Before we get into the guide, I should probably go over what Data Preparation is…

在进入指南之前，我可能应该回顾一下数据准备是什么……

什么是数据准备？ (What is Data Preparation?)

Data preparation is the step after data collection in the machine learning life cycle and it’s the process of cleaning and transforming the raw data you collected. By doing so, you’ll have a much easier time when it comes to analyzing and modeling your data.

数据准备是机器学习生命周期中数据收集之后的步骤，并且是清理和转换您收集的原始数据的过程。这样，您就可以轻松地分析和建模数据。

There are three main parts to data preparation that I’ll go over in this article:

我将在本文中介绍数据准备的三个主要部分：

Exploratory Data Analysis (EDA)
探索性数据分析(EDA)
Data preprocessing
数据预处理
Data splitting
数据分割

1.探索性数据分析(EDA) (1. Exploratory Data Analysis (EDA))

Exploratory data analysis, or EDA for short, is exactly what it sounds like, exploring your data. In this step, you’re simply getting an understanding of the data that you’re working with. In the real world, datasets are not as clean or intuitive as Kaggle datasets.

探索性数据分析(简称EDA)听起来像是探索数据。在此步骤中，您仅需要了解正在使用的数据。在现实世界中，数据集不如Kaggle数据集那么干净或直观。

The more you explore and understand the data you’re working with, the easier it’ll be when it comes to data preprocessing.

您越探索和了解正在使用的数据，就越容易进行数据预处理。

Below is a list of things that you should consider in this step:

下面是在此步骤中应考虑的事项列表：

特征和目标变量 (Feature and Target Variables)

Determine what the feature (input) variables are and what the target variable is. Don’t worry about determining what the final input variables are, but make sure you can identify both types of variables.

确定什么是要素(输入)变量，什么是目标变量。不必担心确定最终输入变量是什么，但是请确保可以识别两种类型的变量。

资料类型 (Data Types)

Figure out what type of data you’re working with. Are they categorical, numerical, or neither? This is especially important for the target variable, as the data type will narrow what machine learning model you may want to use. Pandas functions like df.describe() and df.dtypes are useful here.

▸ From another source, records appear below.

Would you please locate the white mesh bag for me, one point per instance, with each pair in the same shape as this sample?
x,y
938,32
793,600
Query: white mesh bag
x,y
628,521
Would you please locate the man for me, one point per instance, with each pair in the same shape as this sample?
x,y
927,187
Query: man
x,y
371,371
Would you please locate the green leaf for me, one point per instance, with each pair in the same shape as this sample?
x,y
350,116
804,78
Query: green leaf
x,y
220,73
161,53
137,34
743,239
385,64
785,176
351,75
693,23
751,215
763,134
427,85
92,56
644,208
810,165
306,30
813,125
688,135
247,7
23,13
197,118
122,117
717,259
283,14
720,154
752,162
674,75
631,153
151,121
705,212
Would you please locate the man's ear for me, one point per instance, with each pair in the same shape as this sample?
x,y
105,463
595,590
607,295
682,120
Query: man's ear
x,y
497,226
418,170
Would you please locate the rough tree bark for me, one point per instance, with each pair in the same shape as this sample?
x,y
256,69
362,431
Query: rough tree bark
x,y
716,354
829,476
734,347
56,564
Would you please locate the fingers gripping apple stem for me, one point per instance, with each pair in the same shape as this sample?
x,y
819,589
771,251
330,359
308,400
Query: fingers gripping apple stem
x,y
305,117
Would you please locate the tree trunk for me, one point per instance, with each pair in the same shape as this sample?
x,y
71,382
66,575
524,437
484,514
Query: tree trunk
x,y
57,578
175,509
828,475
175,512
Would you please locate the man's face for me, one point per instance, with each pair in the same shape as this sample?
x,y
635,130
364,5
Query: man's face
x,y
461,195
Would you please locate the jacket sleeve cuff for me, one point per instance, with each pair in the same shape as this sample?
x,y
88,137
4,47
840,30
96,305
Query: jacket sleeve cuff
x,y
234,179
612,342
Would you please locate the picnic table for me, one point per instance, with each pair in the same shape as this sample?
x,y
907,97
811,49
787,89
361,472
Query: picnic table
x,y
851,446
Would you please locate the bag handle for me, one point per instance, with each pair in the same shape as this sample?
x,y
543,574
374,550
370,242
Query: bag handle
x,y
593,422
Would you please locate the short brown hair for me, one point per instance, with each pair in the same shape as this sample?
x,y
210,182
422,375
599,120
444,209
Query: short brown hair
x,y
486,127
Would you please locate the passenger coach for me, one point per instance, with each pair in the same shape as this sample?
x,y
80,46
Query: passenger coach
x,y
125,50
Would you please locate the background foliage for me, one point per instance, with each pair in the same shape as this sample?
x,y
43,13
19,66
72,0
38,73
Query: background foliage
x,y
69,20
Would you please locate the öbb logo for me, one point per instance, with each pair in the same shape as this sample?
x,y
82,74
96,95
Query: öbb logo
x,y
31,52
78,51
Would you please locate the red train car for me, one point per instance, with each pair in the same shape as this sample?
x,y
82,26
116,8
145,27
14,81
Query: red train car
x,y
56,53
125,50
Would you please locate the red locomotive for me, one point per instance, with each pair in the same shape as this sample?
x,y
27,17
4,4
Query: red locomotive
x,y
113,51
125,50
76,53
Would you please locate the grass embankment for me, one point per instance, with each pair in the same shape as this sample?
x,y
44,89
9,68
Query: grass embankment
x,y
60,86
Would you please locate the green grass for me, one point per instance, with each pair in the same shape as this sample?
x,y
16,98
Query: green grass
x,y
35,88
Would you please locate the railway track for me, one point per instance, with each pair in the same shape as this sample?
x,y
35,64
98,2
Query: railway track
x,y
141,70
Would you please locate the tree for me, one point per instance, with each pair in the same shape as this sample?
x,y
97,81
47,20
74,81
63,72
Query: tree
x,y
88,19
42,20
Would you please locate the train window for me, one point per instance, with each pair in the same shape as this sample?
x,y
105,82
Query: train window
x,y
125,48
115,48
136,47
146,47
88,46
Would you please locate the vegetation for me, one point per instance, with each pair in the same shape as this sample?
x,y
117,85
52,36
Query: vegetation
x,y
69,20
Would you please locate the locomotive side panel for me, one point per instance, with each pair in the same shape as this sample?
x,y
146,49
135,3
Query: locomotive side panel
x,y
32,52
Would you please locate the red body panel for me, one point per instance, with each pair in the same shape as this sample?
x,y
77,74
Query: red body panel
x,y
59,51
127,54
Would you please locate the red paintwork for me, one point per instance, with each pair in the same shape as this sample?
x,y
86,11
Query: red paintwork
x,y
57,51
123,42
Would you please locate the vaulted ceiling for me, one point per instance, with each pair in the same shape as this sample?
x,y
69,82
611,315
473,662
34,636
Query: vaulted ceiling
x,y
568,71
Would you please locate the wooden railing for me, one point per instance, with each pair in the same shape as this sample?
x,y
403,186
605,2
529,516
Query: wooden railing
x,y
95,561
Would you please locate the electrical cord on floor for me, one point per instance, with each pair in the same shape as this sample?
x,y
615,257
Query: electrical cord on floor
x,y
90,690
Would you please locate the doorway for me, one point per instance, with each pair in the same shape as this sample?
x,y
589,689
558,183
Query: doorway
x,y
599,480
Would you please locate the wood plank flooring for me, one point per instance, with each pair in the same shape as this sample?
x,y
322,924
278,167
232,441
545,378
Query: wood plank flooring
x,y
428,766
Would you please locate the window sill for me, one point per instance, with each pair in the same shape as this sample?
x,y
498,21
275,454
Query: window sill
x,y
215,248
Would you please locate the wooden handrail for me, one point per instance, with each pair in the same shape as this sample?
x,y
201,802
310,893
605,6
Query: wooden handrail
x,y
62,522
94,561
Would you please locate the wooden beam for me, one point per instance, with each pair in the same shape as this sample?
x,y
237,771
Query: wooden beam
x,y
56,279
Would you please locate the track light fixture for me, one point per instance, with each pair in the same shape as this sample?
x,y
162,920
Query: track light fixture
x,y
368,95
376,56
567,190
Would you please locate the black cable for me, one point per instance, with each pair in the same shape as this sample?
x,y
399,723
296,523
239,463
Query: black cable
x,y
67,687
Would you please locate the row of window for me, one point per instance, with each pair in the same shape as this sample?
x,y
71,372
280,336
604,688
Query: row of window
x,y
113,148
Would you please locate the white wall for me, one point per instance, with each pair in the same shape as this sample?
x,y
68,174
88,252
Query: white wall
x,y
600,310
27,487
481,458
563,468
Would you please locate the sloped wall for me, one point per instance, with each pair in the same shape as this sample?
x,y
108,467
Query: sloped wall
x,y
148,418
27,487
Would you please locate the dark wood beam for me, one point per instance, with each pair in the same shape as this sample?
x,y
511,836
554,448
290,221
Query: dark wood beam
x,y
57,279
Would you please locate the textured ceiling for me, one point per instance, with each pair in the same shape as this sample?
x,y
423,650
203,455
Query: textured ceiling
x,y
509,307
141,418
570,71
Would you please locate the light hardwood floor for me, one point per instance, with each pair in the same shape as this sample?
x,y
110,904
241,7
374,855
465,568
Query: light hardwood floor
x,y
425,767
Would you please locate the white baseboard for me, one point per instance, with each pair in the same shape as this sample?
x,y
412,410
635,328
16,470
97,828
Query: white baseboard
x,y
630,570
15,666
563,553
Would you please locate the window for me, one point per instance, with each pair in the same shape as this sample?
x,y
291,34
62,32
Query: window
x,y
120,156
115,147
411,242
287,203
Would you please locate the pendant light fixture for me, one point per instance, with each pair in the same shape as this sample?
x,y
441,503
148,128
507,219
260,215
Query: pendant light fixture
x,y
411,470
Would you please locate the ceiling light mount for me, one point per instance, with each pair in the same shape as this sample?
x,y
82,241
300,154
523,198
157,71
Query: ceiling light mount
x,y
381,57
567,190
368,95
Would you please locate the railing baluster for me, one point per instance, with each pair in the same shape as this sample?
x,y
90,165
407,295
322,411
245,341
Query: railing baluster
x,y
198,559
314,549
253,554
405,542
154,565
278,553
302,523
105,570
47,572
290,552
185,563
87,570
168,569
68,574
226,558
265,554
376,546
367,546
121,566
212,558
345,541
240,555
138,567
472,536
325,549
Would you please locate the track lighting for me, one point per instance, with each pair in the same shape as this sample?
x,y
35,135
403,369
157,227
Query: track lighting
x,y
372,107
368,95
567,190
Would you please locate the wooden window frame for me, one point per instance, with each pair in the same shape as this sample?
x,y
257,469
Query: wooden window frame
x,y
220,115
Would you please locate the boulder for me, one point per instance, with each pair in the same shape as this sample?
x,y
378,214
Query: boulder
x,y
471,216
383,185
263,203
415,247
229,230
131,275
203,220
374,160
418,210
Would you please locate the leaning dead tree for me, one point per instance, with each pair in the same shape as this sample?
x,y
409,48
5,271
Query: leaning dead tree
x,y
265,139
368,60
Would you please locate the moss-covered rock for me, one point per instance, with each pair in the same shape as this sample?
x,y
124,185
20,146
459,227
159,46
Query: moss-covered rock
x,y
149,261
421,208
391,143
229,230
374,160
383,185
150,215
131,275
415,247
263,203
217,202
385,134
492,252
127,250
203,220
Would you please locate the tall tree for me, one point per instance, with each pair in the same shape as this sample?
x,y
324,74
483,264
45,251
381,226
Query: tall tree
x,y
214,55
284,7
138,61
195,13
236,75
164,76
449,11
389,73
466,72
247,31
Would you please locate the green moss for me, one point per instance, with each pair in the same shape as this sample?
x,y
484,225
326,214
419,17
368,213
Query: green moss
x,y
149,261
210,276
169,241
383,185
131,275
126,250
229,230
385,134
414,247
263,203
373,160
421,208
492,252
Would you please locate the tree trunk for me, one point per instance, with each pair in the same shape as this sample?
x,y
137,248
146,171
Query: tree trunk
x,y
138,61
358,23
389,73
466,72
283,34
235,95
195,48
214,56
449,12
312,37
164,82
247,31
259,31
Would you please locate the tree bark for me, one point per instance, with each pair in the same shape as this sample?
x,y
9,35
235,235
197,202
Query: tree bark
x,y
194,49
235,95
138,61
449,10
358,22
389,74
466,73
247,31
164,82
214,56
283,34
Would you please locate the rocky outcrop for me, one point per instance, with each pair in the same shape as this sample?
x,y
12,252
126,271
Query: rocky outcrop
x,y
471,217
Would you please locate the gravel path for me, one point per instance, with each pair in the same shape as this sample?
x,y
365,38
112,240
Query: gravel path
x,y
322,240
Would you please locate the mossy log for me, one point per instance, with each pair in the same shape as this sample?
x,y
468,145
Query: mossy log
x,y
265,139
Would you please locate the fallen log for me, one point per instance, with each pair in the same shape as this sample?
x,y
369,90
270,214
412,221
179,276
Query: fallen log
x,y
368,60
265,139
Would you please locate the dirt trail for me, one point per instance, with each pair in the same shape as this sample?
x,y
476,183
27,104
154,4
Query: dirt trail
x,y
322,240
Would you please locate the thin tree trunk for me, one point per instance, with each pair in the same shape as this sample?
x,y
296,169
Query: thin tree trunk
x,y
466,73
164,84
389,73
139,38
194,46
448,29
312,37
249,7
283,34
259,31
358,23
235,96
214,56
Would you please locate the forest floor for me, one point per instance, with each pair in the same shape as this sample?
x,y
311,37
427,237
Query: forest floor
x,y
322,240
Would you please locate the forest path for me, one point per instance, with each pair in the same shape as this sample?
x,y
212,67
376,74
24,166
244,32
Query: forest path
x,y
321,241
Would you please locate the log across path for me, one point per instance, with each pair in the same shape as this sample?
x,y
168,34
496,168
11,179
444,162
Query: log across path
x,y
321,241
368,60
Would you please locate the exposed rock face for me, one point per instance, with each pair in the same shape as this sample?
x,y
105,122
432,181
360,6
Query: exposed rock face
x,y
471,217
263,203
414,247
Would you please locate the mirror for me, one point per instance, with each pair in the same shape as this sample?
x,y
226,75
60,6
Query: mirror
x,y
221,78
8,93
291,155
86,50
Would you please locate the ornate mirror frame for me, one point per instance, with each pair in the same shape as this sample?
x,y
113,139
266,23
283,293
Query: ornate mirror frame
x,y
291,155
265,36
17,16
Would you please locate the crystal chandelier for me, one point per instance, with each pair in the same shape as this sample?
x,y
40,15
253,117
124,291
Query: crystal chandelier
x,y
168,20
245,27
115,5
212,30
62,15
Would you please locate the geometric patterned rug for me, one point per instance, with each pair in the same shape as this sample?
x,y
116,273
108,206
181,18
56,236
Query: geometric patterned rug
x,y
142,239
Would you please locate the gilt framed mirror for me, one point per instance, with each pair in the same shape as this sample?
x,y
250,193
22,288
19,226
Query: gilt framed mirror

找出要使用的数据类型。它们是分类的，数字的还是两者都不是？这对于目标变量尤其重要，因为数据类型将缩小您可能要使用的机器学习模型。诸如df.describe()和df.dtypes之类的熊猫函数在这里很有用。

检查异常值 (Check for Outliers)

An outlier is a data point that differs significantly from other observations. In this step, you’ll want to identify outliers and try to understand why they’re in the data. Depending on why they’re in the data, you may decide to remove them from the dataset or keep them. There are a couple of ways to identify outliers:

离群值是与其他观察值有显着差异的数据点。在此步骤中，您将要确定异常值，并尝试了解它们为何在数据中。根据它们在数据中的原因，您可以决定从数据集中删除它们或保留它们。有两种方法可以识别异常值：

Z-score/standard deviations: if we know that 99.7% of data in a data set lie within three standard deviations, then we can calculate the size of one standard deviation, multiply it by 3, and identify the data points that are outside of this range. Likewise, we can calculate the z-score of a given point, and if it’s equal to +/- 3, then it’s an outlier. Note: that there are a few contingencies that need to be considered when using this method; the data must be normally distributed, this is not applicable for small data sets, and the presence of too many outliers can throw off z-score.
Z分数/标准差 ：如果我们知道数据集中99.7％的数据位于三个标准差之内，那么我们可以计算一个标准差的大小，将其乘以3，然后识别出不在该范围内的数据点这个范围。同样，我们可以计算给定点的z得分，如果它等于+/- 3，则这是一个离群值。 注意：使用此方法时需要考虑一些意外情况； 数据必须是正态分布的，不适用于小型数据集，并且存在太多异常值可能会使z得分下降。
Interquartile Range (IQR): IQR, the concept used to build boxplots, can also be used to identify outliers. The IQR is equal to the difference between the 3rd quartile and the 1st quartile. You can then identify if a point is an outlier if it is less than Q1–1.5*IRQ or greater than Q3 + 1.5*IQR. This comes to approximately 2.698 standard deviations.
四分位数间距(IQR) ：IQR是用于构建箱形图的概念，也可以用于识别异常值。 IQR等于第三四分位数和第一四分位数之间的差。然后，如果该点小于Q1-1.5 * IRQ或大于Q3 + 1.5 * IQR，则可以确定该点是否为离群值。这大约是2.698标准偏差。

问问题 (Ask Questions)

There’s no doubt that you’ll most likely have questions regarding the data that you’re working with, especially for a dataset that is outside of your domain knowledge. For example, Kaggle had a competition on NFL analytics and injuries, I had to do some research and understand what the different positions were and what their function served for the team.

毫无疑问，您极有可能对正在使用的数据有疑问， 尤其是对于您领域知识以外的数据集。例如，Kaggle参加了NFL分析和受伤比赛，我必须做一些研究，了解不同职位的位置以及他们对团队的作用。

2.数据预处理 (2. Data Preprocessing)

Once you understand your data, a majority of your time spent as a data scientist is on this step, data preprocessing. This is when you spend your time manipulating the data so that it can be modeled properly. Like I said before, there is no universal way to go about this. HOWEVER, there are a number of essential things that you should consider which we’ll go through below.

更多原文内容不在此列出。